[Python-3000] string C API

Sat Sep 16 05:14:49 CEST 2006

Jim Jewett wrote:
> On 9/15/06, Nick Coghlan <ncoghlan at gmail.com> wrote:
>> If you're reading text and you *know* it is ASCII data, then you can 
>> just set
>> the encoding to latin-1
> 
> Only if latin-1 is a valid encoding for the internal implementation.

I think the possible internal encodings should be latin-1, UCS-2 and UCS-4, 
with the size for a given string dictated by the largest codepoint in the 
string at creation time.

That way the internal representation of a string would only need to grow one 
extra field (the one saying how many bytes there are per character), and the 
internal state would remain immutable.

For 8-bit source data, 'latin-1' would then be the most efficient encoding, in 
that it would be a simple memcpy from the bytes object's internal buffer to 
the string object's internal buffer. Other encodings like 'koi8-r' would be 
decoded to either latin-1, UCS-2 or UCS-4 depending on the largest code point 
in the source data.

[Jim]
> If it is, then python does have to allow multiple internal
> implementations, and some way of marking which was used.  (Obviously,
> I think this is the right answer, but this is a change form 2.x, and
> would require some changes to the C API.)
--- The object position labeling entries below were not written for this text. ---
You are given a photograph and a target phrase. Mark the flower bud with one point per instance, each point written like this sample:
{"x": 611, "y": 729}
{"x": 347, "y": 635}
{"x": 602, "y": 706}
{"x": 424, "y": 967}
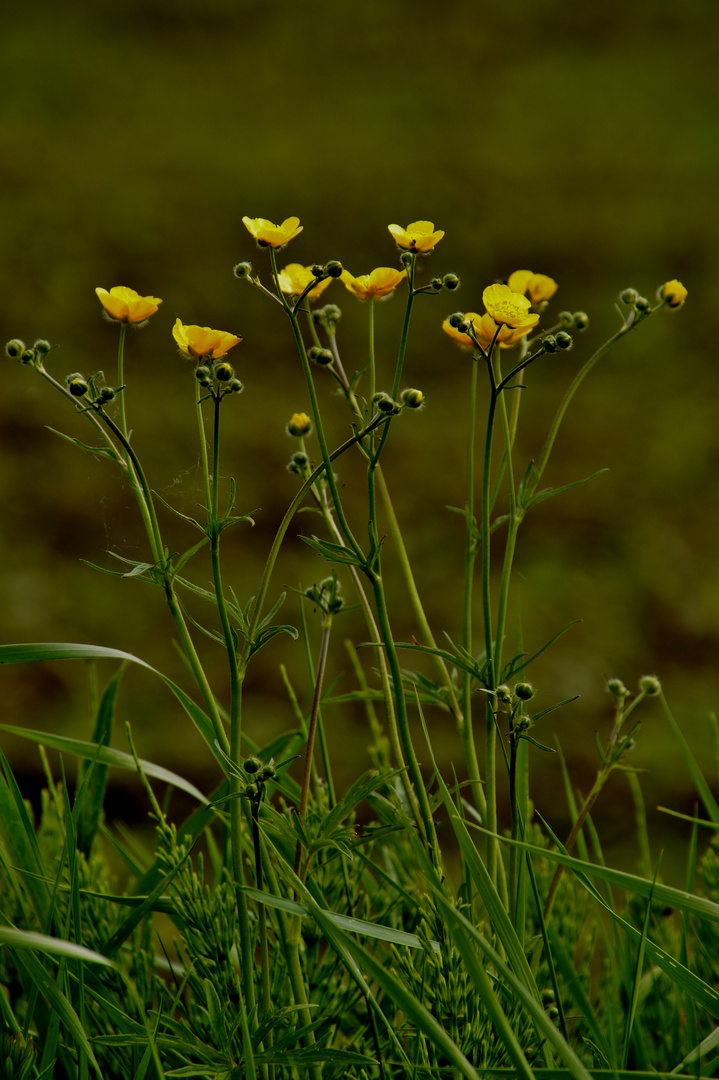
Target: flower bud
{"x": 385, "y": 404}
{"x": 299, "y": 463}
{"x": 650, "y": 686}
{"x": 15, "y": 349}
{"x": 524, "y": 691}
{"x": 299, "y": 424}
{"x": 673, "y": 293}
{"x": 412, "y": 399}
{"x": 77, "y": 385}
{"x": 224, "y": 372}
{"x": 458, "y": 322}
{"x": 503, "y": 693}
{"x": 322, "y": 356}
One of the paragraphs you cut when replying to my message:

[Nick]
>> Far, far simpler is the idea of supporting only latin-1, UCS-2 and UCS-4 as 
>> internal representations, and choosing which one to use when the string is 
>> created.

I think we might be violently agreeing :)

Cheers,
Nick.

-- 
Nick Coghlan   |   ncoghlan at gmail.com   |   Brisbane, Australia
---------------------------------------------------------------
             http://www.boredomandlaziness.org